Original or fake? James Butterwick gives interview to the Arts Newspaper about Museum Ludwig recent exhibition

“Questions over the authenticity of Russian avant-garde art have plagued the market for decades. Now, a groundbreaking new exhibition at the Museum Ludwig in Cologne has begun to provide answers.

A new exhibition at the Museum Ludwig in Cologne sheds light on the prevalence of fake Russian avant-garde art works Photo: Rheinisches Bildarchiv Köln / Chrysant Scheewe

The proliferation of fakes has affected the field “like no other”, says Rita Kersting, the museum’s deputy director and a co-curator of the show Russian Avant-Garde at the Museum Ludwig: Original and Fake. Questions, Research, Explanations, which opened last week. Soviet censorship of avant-garde art meant that many works disappeared and could resurface decades later on the burgeoning Western market with incomplete provenance—a gap exploited by forgers.

“If you stick an authentic Gonchorova beside a dubious one, it doesn’t take a particularly well-trained eye to work out the difference between the two,” the art dealer James Butterwick tells The Art Newspaper. Butterwick, who has called attention to the issue of Russian avant-garde fakes, describes the Museum Ludwig’s exhibition as a “very important reference point” exposing “the massive problems connected with the Russian avant-garde”.

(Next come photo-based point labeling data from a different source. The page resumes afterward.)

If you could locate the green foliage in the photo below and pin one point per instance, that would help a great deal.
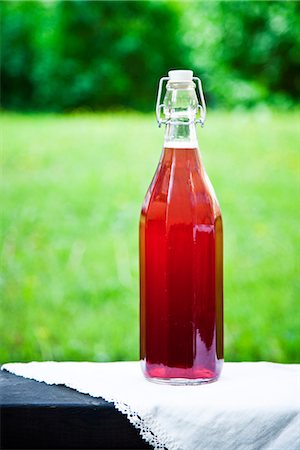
(89, 54)
(246, 51)
(72, 192)
(59, 56)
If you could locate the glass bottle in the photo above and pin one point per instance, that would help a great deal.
(181, 250)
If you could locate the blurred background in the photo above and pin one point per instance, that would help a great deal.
(80, 146)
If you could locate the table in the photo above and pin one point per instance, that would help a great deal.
(36, 415)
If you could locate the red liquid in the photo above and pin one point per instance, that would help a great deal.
(181, 272)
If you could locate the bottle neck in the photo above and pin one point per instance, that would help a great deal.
(180, 109)
(180, 136)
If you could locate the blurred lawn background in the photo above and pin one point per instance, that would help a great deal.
(80, 148)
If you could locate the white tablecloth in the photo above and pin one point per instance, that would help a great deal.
(252, 406)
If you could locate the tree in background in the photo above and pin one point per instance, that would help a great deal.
(247, 52)
(88, 54)
(60, 56)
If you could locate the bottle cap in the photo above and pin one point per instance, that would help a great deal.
(180, 75)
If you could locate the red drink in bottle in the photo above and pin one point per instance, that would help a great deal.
(181, 254)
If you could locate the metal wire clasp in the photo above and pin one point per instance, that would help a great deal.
(201, 105)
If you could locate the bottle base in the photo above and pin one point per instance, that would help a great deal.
(181, 381)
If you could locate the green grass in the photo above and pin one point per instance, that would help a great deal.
(72, 189)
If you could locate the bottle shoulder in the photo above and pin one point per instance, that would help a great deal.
(181, 191)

The exhibition, which runs until 3 January 2021, delves into the process of authenticating 49 paintings in the museum’s collection, amassed by its founders Peter and Irene Ludwig. Home to more than 600 pieces ostensibly produced by members of the Russian avant-garde, including several attributed to El Lissitzky, Natalia Goncharova and Liubov Popova, among others, the Museum Ludwig is scrutinising just a fraction of its holdings in the exhibition”.